Many physician practices may involve firms that compete closely enough to raise antitrust concerns, according to a 2025 analysis of claims data covering more than 60 million insured members a year.
The analysis, conducted by Federal Trade Commission researchers, was published in May in Health Affairs Scholars. It identified 2,019 physician practice mergers between 2015 and 2020 using data from six insurers across 15 states, covering up to 63 million members each year.
Here are seven things to to know:
1. Deal volume remained relatively steady throughout the study period, with 318 mergers in 2015, 323 in 2016, 355 in 2017, 372 in 2018 and 377 in 2019. The total dropped to 274 mergers in 2020, which the researchers attributed to a lack of data available for 2021 that would capture fourth-quarter activity.
2. The study found consolidation extended well beyond isolated transactions. About 20% of the 15,000 physician firms in the dataset were involved in a merger during the study window.
3. On the physician level, consolidation touched a substantial share of physicians. Between 2015 and 2020, 38% of physicians worked for a firm that acquired at least one practice, and 3.8% worked for a firm that was acquired.
4. The analysis found 40% of physician practice mergers involved a health system, and health system-linked overlaps accounted for 43% of all same-specialty merger overlaps.
5. The scale imbalance between buyers and sellers was pronounced. Acquiring organizations averaged 232 physicians (median 53) compared to nine physicians at acquired practices (median five). The financial gap was similarly wide: Acquiring firms reported mean revenue of $70 million (median $21 million) versus mean revenue of $4.3 million (median $1.8 million) for acquired firms.
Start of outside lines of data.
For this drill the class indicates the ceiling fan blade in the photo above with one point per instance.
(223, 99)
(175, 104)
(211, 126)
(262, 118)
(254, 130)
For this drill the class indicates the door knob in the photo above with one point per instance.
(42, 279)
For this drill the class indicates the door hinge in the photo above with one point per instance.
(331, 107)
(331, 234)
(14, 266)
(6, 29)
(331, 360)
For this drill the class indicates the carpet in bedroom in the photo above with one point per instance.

6. To assess whether these mergers could reduce competition, researchers evaluated 2,184 same-specialty overlaps and measured “diversion ratios,” a standard indicator of how strongly patients might shift from one firm to the other. “Diversion ratios were calculated using commercial (employer-sponsored + individual) claims only. Higher diversion ratios indicate that the practices were closer substitutes before the merger. Across same-specialty overlaps, 20% had diversion ratios above 15%, signaling that the merging practices were close competitors. Over half had diversion ratios below 5%.”
7. Health system-linked deals tended to involve higher diversion ratios than non-system deals, suggesting system acquisitions may more often combine providers in competitive proximity, the study noted.